Former president Ma Ying-jeou (馬英九) yesterday fought back after reports that Control Yuan member Chen Shih-meng (陳師孟) plans to question Taipei District Court Judge Tang Yue (唐玥) over the High Court’s decision to acquit Ma in July.
While stumping for Chinese Nationalist Party (KMT) candidates in the Jan. 11 presidential and legislative elections in Hsinchu County yesterday, Ma berated Chen for the planned questioning of Tang.
Chen would be seriously interfering with the justice system, Ma said.
Photo: Liao Hsueh-ju, Taipei Times
Ma was acquitted of charges that he leaked classified information and breached telecommunications security law when dealing with wiretaps of two top lawmakers in 2013.
Chen has accused judges involved in the case of abusing the principle of judicial discretion and of passing judgement based on their political stance and personal bias.
Then-prosecutor-general Huang Shih-ming (黃世銘), who passed the information on to Ma, was found guilty, but did not have to serve a 15-month sentence and paid a fine instead, Chen said on Tuesday.
Chen has made statements about alleged misconduct, failures and corruption in the justice system, and the perception that judges favor wealthy people who hold political power.
“We can see from many cases … that Taiwan’s judiciary is not the last line of defense when it comes to upholding justice for the people. It is the preserve of conservative forces, the final stronghold of the one party-state’s political ideology,” Chen said, referring to the KMT.
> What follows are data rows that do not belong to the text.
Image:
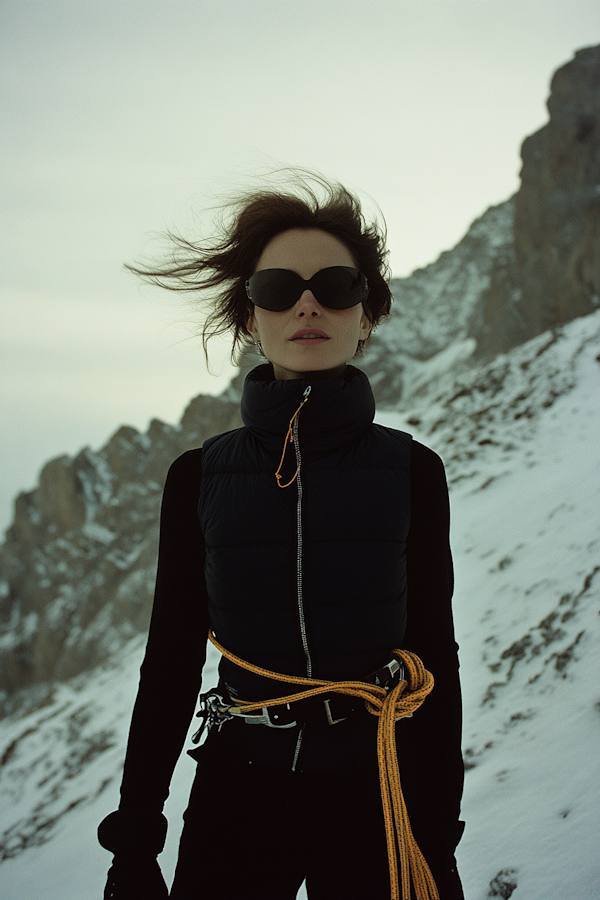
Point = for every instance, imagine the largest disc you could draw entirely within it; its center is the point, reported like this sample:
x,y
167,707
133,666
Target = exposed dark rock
x,y
525,266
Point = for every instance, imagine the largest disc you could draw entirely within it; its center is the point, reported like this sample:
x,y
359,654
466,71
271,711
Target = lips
x,y
309,335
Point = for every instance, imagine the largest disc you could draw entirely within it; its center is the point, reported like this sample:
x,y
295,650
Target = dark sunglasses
x,y
338,287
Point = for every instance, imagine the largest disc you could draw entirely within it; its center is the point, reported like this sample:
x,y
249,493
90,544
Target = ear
x,y
251,328
365,327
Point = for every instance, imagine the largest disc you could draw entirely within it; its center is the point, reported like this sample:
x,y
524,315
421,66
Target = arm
x,y
171,672
430,742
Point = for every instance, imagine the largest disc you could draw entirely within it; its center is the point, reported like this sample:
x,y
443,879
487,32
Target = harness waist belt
x,y
389,705
327,709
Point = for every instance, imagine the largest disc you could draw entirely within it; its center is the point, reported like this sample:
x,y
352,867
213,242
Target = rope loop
x,y
289,438
405,859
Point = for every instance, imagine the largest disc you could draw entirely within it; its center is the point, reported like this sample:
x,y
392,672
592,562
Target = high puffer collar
x,y
336,413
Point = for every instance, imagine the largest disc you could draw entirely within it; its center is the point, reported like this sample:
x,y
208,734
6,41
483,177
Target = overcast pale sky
x,y
123,118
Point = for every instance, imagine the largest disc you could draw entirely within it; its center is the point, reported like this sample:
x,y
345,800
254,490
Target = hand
x,y
135,878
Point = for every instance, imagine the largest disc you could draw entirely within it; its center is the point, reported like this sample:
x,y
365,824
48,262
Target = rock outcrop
x,y
79,560
556,276
529,264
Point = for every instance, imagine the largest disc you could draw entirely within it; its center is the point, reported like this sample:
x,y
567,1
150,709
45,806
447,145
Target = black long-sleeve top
x,y
428,744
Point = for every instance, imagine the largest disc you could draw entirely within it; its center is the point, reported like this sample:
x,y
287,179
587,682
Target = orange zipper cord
x,y
289,438
398,703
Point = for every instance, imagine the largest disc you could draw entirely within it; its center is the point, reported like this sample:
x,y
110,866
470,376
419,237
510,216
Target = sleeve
x,y
429,744
171,672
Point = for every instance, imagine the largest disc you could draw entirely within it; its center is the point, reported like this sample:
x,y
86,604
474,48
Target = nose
x,y
308,306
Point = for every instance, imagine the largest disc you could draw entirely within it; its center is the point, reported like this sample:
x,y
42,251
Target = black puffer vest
x,y
311,578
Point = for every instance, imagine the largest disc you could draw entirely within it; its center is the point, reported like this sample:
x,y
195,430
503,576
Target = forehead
x,y
305,251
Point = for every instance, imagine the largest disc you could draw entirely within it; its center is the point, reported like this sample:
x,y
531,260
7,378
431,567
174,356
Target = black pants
x,y
255,833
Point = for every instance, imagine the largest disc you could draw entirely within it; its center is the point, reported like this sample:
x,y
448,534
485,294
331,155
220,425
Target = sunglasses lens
x,y
275,289
337,287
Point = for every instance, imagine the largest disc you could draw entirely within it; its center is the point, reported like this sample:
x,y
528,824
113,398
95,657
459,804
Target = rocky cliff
x,y
77,566
526,265
79,560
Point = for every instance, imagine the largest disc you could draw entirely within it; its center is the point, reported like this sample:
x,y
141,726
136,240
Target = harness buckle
x,y
266,716
213,711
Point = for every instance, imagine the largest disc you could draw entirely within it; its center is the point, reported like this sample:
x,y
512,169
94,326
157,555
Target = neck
x,y
282,374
Chen said that if there is no power authorized to monitor the justice system, then “judicial independence” is in reality “judicial dictatorship.”
The Judges’ Association of the Republic of China, as well as other organizations for judges and judiciary officials, have launched a petition protesting Chen’s remarks and released a statement saying that they would protect judicial independence from tampering by Chen and other Control Yuan members.
Chen served as a top aide to former president Chen Shui-bian (陳水扁), and was deputy Taipei mayor and Democratic Progressive Party secretary-general.
He has been highly critical of the justice system, as it found Chen Shui-bian guilty of corruption, while Ma has been consistently cleared of corruption charges.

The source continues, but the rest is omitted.